Bremen tour kicks off semester in Germany

The statue of Roland faces the road from Hamburg into Bremen to greet traders who used the road for commerce.

The statue of Roland faces the road from Hamburg into Bremen to greet traders who used the road for commerce.

After giving the international students a few days to settle into their environment and experience the city of Bremen on their own, the international department at Hochschule Bremen organized a tour of the city.

The students met at noon on March 29 at the center of the city, called Domsheide, at a famous statue named Roland.

There the students split into two groups of 20, one group for the students that spoke German and the other for the students that didn’t, so the guide spoke English.

Andreas Calic, the guide who spoke English, started by correcting a few wrong ideas of the statue of Roland.

He said Roland was not built to face the church and watch over the actions of the bishop. But instead he is facing the road, which comes in from Hamburg, to greet the traders who use the road for commerce.

The group then moved on to a road named Bottcherstrasse, a road with a lot of history starting with Ludwig Roselius, an early 20th Century coffee merchant, who bought the entire road and designed one side traditionally and the other side using Expressionism.

At the end of the road the group got to go inside the House Atlantis, designed around 1930.

The tour also included a walk by the river Weisse, and an explanation of the courthouse and a monument dedicated to people who were wrongly killed or jailed in the courthouse.

Then Calic told the students the story of the Bremen Town Musicians and ended the tour by meeting back up at a coffee house inside a windmill.

Many of the students enjoyed the tour but not just because of the information given.

Barry McElwee, a third-year international business and economics major, from Glasgow Caledonian University in Glasgow, Scotland, said while the information on the tour was good for the five euros he paid for it, he thought it was more fun just meeting other international students and hanging out with them for the afternoon.
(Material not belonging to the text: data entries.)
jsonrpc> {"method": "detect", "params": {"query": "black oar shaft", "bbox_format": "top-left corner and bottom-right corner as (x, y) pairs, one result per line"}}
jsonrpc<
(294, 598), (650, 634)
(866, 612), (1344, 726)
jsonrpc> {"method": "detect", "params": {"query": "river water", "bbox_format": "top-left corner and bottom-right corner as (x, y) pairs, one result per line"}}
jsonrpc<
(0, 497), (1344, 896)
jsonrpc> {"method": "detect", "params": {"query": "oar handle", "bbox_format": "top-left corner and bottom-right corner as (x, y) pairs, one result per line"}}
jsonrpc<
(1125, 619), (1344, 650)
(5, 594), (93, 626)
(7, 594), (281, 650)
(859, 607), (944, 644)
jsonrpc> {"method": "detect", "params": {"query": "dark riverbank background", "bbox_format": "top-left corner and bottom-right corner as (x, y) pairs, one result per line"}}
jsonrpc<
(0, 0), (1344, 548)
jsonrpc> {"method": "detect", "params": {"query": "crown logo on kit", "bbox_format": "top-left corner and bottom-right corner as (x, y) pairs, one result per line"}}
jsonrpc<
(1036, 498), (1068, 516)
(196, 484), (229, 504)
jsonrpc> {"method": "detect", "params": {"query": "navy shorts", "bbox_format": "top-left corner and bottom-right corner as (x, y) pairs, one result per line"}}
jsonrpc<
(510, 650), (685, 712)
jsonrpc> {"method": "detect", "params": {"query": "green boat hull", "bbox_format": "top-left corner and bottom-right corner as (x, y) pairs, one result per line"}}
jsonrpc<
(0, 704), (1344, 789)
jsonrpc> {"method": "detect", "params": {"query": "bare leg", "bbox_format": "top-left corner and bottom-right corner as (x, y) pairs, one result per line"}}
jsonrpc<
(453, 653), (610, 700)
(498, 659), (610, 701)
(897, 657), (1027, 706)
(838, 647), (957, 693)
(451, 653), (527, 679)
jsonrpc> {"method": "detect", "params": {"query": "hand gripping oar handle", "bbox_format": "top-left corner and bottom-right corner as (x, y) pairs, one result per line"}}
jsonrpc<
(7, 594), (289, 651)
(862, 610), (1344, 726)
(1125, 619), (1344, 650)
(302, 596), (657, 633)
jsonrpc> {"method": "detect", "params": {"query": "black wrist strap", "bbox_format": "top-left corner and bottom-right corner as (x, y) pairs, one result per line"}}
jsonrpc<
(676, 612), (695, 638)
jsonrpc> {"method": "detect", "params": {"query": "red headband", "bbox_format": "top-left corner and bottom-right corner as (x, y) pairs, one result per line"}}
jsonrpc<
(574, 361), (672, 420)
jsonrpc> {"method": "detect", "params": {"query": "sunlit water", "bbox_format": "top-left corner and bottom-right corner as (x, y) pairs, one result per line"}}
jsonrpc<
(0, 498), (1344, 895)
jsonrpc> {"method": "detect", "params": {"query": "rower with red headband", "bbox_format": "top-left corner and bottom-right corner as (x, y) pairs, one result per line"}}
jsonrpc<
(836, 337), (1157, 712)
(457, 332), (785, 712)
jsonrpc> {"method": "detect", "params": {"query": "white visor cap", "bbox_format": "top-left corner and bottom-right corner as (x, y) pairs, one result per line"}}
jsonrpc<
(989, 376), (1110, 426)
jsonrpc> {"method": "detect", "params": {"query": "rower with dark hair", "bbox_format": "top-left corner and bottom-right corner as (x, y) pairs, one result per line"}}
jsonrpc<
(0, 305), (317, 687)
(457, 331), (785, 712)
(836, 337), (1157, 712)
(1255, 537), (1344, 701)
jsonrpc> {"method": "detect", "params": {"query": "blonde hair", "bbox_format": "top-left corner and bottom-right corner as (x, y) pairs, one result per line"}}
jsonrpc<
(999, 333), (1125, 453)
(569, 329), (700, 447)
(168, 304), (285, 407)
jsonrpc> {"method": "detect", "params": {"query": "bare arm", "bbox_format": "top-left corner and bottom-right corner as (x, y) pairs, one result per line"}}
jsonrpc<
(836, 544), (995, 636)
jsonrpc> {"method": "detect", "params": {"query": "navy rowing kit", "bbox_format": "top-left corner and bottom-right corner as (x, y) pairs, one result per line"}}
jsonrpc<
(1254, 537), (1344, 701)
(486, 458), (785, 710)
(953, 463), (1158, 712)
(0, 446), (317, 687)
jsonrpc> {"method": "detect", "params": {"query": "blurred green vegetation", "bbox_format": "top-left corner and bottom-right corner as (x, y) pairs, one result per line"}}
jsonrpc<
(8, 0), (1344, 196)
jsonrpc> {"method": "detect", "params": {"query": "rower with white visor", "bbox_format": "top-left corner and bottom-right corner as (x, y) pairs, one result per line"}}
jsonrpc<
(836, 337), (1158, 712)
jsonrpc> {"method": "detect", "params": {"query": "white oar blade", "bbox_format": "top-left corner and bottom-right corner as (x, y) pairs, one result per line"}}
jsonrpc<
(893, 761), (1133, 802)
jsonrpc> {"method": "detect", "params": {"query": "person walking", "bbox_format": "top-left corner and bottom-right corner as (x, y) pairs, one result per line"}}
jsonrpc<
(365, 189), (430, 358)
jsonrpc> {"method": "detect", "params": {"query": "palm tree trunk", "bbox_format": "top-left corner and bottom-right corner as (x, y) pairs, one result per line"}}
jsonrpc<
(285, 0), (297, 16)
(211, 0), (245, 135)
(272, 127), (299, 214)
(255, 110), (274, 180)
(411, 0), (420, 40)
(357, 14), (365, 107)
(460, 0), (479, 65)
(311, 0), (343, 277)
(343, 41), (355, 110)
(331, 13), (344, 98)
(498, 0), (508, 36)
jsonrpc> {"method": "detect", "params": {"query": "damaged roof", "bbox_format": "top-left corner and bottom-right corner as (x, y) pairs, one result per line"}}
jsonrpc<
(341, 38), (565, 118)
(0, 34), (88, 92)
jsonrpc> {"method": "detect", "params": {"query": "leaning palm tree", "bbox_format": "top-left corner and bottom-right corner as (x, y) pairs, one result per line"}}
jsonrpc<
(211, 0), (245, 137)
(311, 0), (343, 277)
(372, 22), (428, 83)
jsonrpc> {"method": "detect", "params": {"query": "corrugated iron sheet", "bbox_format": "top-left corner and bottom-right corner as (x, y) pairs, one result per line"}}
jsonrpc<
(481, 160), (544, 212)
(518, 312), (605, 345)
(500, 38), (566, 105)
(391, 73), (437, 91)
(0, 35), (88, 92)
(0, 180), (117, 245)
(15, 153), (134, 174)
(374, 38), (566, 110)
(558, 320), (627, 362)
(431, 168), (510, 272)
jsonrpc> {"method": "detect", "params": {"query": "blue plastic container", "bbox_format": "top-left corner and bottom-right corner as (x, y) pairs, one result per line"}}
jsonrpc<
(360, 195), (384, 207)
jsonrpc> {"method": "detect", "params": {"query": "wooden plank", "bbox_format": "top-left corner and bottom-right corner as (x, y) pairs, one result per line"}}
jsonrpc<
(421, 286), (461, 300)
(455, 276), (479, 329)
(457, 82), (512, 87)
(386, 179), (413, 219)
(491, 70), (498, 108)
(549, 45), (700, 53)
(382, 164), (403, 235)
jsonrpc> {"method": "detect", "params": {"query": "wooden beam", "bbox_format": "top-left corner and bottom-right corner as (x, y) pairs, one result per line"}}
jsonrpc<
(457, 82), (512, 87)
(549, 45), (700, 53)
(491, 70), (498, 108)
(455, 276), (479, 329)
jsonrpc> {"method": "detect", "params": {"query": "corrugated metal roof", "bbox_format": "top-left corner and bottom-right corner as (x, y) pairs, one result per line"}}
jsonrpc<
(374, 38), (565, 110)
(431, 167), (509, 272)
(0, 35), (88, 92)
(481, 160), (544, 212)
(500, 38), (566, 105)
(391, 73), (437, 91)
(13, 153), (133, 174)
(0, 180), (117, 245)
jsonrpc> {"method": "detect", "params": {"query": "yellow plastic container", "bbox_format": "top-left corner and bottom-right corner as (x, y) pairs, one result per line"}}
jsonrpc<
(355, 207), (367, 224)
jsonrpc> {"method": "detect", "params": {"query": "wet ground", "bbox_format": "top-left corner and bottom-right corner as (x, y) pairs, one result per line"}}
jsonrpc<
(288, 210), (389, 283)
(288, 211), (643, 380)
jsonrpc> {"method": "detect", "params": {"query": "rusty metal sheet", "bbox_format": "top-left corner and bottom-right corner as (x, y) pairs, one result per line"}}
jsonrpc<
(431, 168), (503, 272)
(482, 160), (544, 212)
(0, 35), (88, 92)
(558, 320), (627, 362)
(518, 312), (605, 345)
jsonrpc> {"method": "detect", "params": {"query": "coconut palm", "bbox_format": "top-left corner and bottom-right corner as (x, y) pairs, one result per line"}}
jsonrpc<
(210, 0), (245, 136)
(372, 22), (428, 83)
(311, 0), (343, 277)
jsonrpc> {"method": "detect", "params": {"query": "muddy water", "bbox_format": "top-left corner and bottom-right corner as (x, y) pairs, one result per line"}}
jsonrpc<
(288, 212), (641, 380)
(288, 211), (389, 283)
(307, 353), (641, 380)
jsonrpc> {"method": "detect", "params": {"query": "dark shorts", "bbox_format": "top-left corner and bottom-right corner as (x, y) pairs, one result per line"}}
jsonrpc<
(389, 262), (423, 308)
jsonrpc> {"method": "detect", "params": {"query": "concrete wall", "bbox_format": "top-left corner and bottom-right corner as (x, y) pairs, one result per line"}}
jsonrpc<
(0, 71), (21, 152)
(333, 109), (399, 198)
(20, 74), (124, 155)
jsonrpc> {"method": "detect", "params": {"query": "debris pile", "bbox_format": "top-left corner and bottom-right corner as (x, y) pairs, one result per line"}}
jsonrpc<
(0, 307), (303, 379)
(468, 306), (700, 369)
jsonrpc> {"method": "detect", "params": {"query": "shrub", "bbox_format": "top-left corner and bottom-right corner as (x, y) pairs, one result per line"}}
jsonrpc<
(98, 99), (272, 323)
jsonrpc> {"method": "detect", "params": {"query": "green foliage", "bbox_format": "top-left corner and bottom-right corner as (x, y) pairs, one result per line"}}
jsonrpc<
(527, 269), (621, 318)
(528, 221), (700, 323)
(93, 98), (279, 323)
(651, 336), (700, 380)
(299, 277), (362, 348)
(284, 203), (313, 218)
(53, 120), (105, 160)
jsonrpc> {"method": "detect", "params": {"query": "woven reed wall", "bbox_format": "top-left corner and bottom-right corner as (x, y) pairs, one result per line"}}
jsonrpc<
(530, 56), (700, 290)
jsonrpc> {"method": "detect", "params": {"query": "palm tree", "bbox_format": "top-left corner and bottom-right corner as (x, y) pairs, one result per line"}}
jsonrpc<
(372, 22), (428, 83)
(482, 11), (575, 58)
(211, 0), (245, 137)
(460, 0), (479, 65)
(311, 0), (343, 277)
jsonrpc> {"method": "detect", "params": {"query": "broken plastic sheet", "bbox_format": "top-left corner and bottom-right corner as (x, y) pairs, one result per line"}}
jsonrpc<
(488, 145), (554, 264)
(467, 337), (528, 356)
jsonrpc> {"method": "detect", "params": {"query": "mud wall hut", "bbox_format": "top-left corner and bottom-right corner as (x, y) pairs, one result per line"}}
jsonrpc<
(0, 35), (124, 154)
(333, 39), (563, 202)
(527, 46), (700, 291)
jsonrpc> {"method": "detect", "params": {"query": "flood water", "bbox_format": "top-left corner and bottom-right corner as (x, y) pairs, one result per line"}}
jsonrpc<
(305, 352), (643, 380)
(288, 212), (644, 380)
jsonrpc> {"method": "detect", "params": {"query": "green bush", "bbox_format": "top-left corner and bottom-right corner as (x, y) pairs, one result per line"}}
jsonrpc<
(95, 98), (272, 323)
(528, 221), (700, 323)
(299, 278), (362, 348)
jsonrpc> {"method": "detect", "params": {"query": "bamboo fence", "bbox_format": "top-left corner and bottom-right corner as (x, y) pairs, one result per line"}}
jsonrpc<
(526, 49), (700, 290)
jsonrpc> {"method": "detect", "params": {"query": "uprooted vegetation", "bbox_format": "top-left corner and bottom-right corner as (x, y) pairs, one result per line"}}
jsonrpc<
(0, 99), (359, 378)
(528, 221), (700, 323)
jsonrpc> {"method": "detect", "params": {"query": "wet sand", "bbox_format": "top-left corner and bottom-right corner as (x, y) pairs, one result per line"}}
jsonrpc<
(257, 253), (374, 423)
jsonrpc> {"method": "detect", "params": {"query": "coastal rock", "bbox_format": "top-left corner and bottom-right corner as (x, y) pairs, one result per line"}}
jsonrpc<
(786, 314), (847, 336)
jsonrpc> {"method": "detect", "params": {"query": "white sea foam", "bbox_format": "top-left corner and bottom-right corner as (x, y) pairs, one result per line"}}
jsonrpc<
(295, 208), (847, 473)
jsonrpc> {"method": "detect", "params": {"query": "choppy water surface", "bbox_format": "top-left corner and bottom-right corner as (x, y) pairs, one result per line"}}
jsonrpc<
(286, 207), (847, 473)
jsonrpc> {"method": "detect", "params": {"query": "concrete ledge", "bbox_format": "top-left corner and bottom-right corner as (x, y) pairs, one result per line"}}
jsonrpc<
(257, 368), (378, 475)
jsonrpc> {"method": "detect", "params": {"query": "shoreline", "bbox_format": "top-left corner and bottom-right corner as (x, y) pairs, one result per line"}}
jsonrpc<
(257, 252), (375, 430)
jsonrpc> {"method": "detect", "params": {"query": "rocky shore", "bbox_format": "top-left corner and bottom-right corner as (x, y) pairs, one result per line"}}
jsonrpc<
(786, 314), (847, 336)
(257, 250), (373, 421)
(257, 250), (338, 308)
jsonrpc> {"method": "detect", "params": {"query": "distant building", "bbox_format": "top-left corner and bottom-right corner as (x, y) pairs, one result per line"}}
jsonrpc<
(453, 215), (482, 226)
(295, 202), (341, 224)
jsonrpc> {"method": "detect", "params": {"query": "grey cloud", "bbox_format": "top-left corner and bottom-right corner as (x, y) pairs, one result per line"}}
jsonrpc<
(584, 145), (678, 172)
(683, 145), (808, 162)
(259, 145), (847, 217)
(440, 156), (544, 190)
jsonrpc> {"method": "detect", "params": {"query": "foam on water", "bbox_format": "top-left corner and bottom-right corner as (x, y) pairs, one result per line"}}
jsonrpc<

“He showed us places we wouldn’t have looked at otherwise, and I found bars and restaurants I didn’t know about,” McElwee said. “But mainly I just enjoyed hanging out with other students.

“After we had coffee and cake at the end of the tour I went with some Polish and Chinese students I probably wouldn’t have hung out with had I not went on the tour with them.”

Andrew MacDonald, a third-year international business and economics major from Glasgow Caledonian University in Glasgow, Scotland, had a lot of similar things to say about the tour.

“The Atlantis House, the smallest hotel in Bremen, and the wall dedicated to the injustices done to Bremen citizens in WWII were all pretty interesting,” MacDonald said. “But mostly it was just a good way to meet other international students. And I liked at the end how both groups met back up to have coffee and hang out.”

However the tour information wasn’t completely lost on the two Scottish students.

“Every city has its story, and it was definitely good to hear the stories of Bremen told from the German side,” McElwee said. “We also saw a lot of good scenery, and I got a lot of good pictures I might have not gotten otherwise.”